The oral-health supplement we'd try first, if we were going to try one.

60-day money-back guarantee
ProDentim bottle 2
Runner-up

ProDentim

★★★★★ ★★★★★ 3.9

The best-known oral-probiotic chewable, and a reasonable second choice if you prefer a lozenge.

60-day money-back guarantee

Rankings reflect formulation, value, and refund policy, not a proven cure. No supplement is proven to cure gum disease or regrow bone. Some links are affiliate links; we may earn a commission at no cost to you.

If you are looking for the best supplement for your teeth and gums, the honest starting point is that no pill replaces brushing, flossing, and professional cleaning, and no oral-health supplement has been proven in an independent trial to cure or reverse gum disease. What the evidence does support is narrower and more useful: correcting a real deficiency, and using a few ingredients as modest add-ons to good daily care.

The short answer

There is no single best supplement for teeth and gums. Ranked by evidence, the strongest case is for fixing a genuine vitamin C deficiency, which causes bleeding gums regardless of how well you brush, according to the NCBI StatPearls review on vitamin C deficiency. After that, oral probiotics show a modest, short-term benefit for plaque and gum bleeding when added to professional care, and xylitol has the most data for cavity bacteria but at low certainty. Everything else is weaker. None of these is a treatment for gum disease on its own, a point the NIDCR and the American Dental Association both make clear.
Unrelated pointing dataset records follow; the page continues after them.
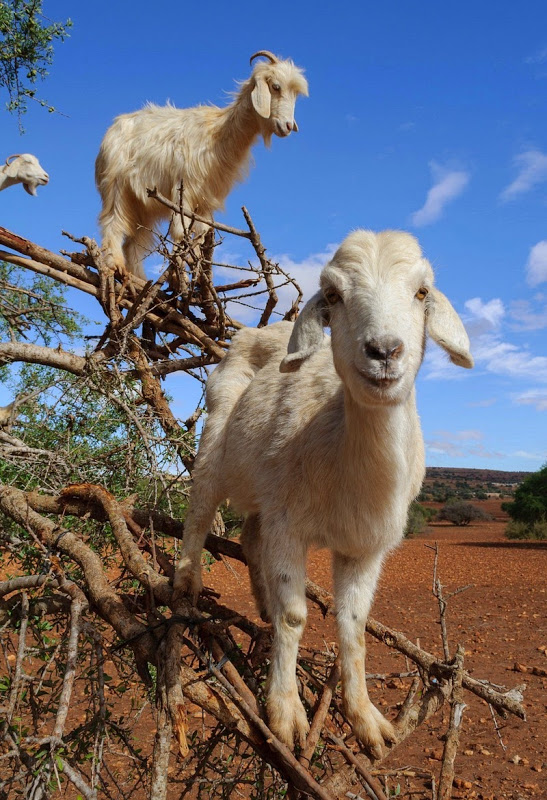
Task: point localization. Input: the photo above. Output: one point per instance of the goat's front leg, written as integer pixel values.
(187, 581)
(284, 569)
(355, 581)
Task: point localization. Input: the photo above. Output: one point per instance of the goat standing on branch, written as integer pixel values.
(205, 149)
(318, 441)
(23, 168)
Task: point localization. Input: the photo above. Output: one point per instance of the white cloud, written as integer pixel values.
(536, 267)
(531, 456)
(489, 314)
(533, 397)
(486, 403)
(532, 166)
(489, 348)
(459, 444)
(306, 272)
(448, 184)
(526, 318)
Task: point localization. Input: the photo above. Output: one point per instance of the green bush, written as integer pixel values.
(418, 517)
(527, 530)
(460, 512)
(530, 503)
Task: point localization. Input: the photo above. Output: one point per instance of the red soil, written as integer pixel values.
(501, 621)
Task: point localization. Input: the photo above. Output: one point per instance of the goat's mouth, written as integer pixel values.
(281, 129)
(31, 187)
(381, 382)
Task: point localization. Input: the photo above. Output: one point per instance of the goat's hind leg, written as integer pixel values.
(251, 542)
(199, 518)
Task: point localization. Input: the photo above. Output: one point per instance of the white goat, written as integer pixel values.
(323, 447)
(23, 168)
(206, 149)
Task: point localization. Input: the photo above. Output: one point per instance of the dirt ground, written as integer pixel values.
(501, 621)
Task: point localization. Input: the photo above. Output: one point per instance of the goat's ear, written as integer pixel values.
(307, 334)
(446, 328)
(261, 98)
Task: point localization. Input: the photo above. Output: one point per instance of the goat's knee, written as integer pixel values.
(187, 580)
(251, 542)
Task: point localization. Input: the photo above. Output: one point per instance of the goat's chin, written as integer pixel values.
(371, 389)
(280, 130)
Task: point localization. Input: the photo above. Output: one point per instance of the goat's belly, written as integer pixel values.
(357, 538)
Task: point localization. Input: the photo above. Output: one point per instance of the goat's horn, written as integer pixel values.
(266, 54)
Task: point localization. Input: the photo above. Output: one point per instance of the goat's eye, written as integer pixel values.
(331, 296)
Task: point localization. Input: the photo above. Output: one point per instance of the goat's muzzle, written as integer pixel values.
(384, 349)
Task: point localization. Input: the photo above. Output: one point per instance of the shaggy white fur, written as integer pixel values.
(318, 441)
(205, 149)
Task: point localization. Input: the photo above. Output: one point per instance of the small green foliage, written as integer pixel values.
(418, 517)
(460, 513)
(530, 503)
(527, 530)
(26, 50)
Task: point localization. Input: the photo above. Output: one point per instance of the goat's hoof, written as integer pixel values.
(187, 583)
(288, 721)
(373, 730)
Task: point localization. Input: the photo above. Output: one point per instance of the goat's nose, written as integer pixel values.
(384, 349)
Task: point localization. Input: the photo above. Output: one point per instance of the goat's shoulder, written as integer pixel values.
(251, 350)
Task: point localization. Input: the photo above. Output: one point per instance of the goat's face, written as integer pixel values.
(375, 289)
(377, 295)
(26, 169)
(276, 89)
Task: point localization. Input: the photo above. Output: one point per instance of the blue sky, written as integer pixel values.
(423, 116)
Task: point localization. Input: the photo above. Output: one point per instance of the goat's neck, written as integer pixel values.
(379, 438)
(237, 130)
(6, 180)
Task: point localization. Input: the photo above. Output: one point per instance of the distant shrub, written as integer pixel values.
(418, 517)
(527, 530)
(460, 512)
(530, 503)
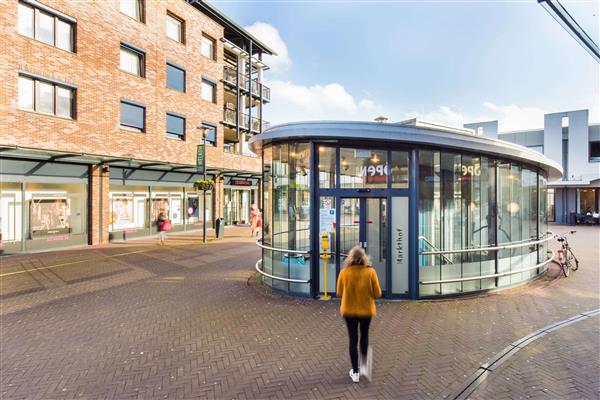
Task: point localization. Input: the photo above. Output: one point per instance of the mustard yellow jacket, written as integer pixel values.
(358, 287)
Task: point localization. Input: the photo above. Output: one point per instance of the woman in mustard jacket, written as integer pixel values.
(358, 287)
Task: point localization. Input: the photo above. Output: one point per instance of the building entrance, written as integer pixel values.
(363, 222)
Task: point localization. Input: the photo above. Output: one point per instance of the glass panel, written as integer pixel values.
(64, 36)
(451, 172)
(208, 47)
(132, 8)
(45, 100)
(132, 116)
(208, 91)
(45, 27)
(175, 78)
(363, 168)
(26, 20)
(327, 167)
(399, 243)
(429, 220)
(130, 61)
(11, 209)
(399, 169)
(26, 93)
(175, 125)
(64, 102)
(174, 28)
(327, 225)
(376, 237)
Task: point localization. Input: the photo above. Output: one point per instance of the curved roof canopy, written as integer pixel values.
(412, 132)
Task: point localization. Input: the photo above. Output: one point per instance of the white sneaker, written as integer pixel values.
(354, 375)
(367, 365)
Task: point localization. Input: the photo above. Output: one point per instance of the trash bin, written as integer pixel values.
(220, 228)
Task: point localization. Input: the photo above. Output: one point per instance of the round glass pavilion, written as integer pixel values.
(439, 210)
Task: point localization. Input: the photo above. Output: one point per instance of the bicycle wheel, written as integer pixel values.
(574, 266)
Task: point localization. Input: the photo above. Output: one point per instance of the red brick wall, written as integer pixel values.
(94, 69)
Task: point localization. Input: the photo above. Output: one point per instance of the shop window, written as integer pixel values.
(207, 48)
(209, 90)
(46, 26)
(132, 60)
(210, 134)
(133, 115)
(362, 168)
(133, 9)
(175, 28)
(175, 126)
(327, 172)
(175, 77)
(595, 151)
(46, 96)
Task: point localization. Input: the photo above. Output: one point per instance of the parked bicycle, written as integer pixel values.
(565, 257)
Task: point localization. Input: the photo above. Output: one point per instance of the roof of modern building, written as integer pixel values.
(409, 132)
(231, 27)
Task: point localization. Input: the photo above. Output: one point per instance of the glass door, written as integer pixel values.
(363, 222)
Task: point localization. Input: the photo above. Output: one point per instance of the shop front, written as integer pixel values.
(43, 205)
(437, 209)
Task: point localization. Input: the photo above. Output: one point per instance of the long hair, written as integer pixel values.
(356, 256)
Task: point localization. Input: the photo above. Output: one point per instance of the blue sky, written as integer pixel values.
(445, 61)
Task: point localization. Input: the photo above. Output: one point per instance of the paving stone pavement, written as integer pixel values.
(140, 321)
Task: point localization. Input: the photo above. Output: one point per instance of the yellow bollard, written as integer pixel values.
(325, 257)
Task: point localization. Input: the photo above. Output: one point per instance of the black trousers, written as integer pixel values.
(353, 324)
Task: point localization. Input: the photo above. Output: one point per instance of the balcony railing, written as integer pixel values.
(231, 77)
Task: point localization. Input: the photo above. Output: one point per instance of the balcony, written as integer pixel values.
(231, 77)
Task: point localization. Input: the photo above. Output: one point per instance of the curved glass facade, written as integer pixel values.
(399, 203)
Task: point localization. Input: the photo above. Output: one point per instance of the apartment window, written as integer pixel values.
(175, 28)
(209, 91)
(595, 151)
(46, 96)
(210, 132)
(133, 9)
(47, 26)
(175, 126)
(132, 60)
(207, 48)
(133, 115)
(175, 77)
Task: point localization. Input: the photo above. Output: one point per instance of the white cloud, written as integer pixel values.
(291, 102)
(269, 35)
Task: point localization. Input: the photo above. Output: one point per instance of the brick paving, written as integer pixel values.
(141, 321)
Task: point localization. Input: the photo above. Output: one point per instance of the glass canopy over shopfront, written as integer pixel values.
(440, 211)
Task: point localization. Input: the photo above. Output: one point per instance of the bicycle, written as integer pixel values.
(566, 255)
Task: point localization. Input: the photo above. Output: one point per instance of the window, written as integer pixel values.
(175, 28)
(595, 151)
(175, 126)
(209, 91)
(208, 47)
(46, 96)
(175, 77)
(133, 9)
(46, 26)
(211, 134)
(133, 115)
(132, 60)
(539, 149)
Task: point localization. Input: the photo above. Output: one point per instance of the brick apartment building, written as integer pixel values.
(102, 108)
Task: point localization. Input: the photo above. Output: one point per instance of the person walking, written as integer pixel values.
(358, 286)
(163, 224)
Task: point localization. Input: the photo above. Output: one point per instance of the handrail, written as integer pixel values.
(475, 278)
(493, 248)
(278, 277)
(435, 248)
(285, 251)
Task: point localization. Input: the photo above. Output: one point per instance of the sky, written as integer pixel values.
(450, 62)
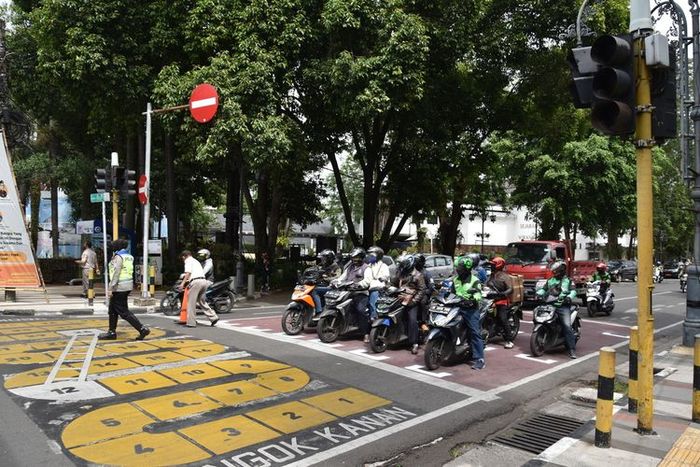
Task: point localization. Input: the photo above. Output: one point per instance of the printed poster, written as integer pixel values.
(17, 265)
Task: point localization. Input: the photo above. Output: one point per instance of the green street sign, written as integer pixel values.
(99, 197)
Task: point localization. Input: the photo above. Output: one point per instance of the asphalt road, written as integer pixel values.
(244, 393)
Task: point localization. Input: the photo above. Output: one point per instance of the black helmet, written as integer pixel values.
(326, 257)
(420, 261)
(406, 264)
(558, 269)
(376, 251)
(357, 255)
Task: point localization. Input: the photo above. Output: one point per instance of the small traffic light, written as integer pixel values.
(102, 182)
(582, 69)
(128, 186)
(613, 107)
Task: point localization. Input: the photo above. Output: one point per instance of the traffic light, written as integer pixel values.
(102, 182)
(582, 69)
(128, 187)
(613, 85)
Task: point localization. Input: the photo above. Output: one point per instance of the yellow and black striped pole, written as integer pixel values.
(91, 286)
(152, 281)
(606, 385)
(696, 380)
(633, 370)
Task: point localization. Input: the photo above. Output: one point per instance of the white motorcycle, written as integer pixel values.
(596, 302)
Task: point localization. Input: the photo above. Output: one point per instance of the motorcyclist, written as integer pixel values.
(562, 288)
(356, 271)
(204, 257)
(328, 270)
(379, 272)
(601, 274)
(423, 307)
(502, 285)
(467, 286)
(478, 267)
(413, 283)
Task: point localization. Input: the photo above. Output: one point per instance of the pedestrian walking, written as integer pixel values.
(87, 261)
(121, 283)
(197, 284)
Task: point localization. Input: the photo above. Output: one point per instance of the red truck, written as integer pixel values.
(532, 258)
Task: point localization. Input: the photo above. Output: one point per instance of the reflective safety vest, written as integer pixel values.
(462, 288)
(126, 274)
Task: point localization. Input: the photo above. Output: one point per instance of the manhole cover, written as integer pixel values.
(538, 432)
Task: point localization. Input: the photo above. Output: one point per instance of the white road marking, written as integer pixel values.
(366, 354)
(546, 361)
(421, 369)
(614, 335)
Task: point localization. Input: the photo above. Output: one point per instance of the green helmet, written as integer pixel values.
(464, 263)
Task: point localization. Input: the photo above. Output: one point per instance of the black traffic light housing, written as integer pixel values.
(128, 187)
(613, 85)
(102, 181)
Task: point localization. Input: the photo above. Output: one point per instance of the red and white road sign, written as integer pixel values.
(204, 102)
(143, 182)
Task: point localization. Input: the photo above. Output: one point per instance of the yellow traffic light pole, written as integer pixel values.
(645, 242)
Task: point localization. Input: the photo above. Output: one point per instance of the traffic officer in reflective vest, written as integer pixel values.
(121, 282)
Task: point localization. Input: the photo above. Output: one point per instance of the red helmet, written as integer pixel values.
(498, 263)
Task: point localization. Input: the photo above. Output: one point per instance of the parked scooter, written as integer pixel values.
(220, 296)
(337, 317)
(596, 302)
(547, 332)
(684, 281)
(489, 322)
(301, 310)
(447, 340)
(390, 326)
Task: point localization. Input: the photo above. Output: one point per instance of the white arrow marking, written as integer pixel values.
(420, 369)
(615, 335)
(209, 101)
(535, 359)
Why the question is really about ingredients, not brands

Supplements are regulated for safety, not efficacy, so a product can be sold for “gum health” without ever showing that it works. That is why the useful question is not which brand to buy, but which ingredients have evidence and whether any of them apply to you. It also explains why branded formulas sold through video sales letters, such as ProvaDent or ProDentim, do not have an independent clinical trial of the finished product: ingredient studies are not product proof.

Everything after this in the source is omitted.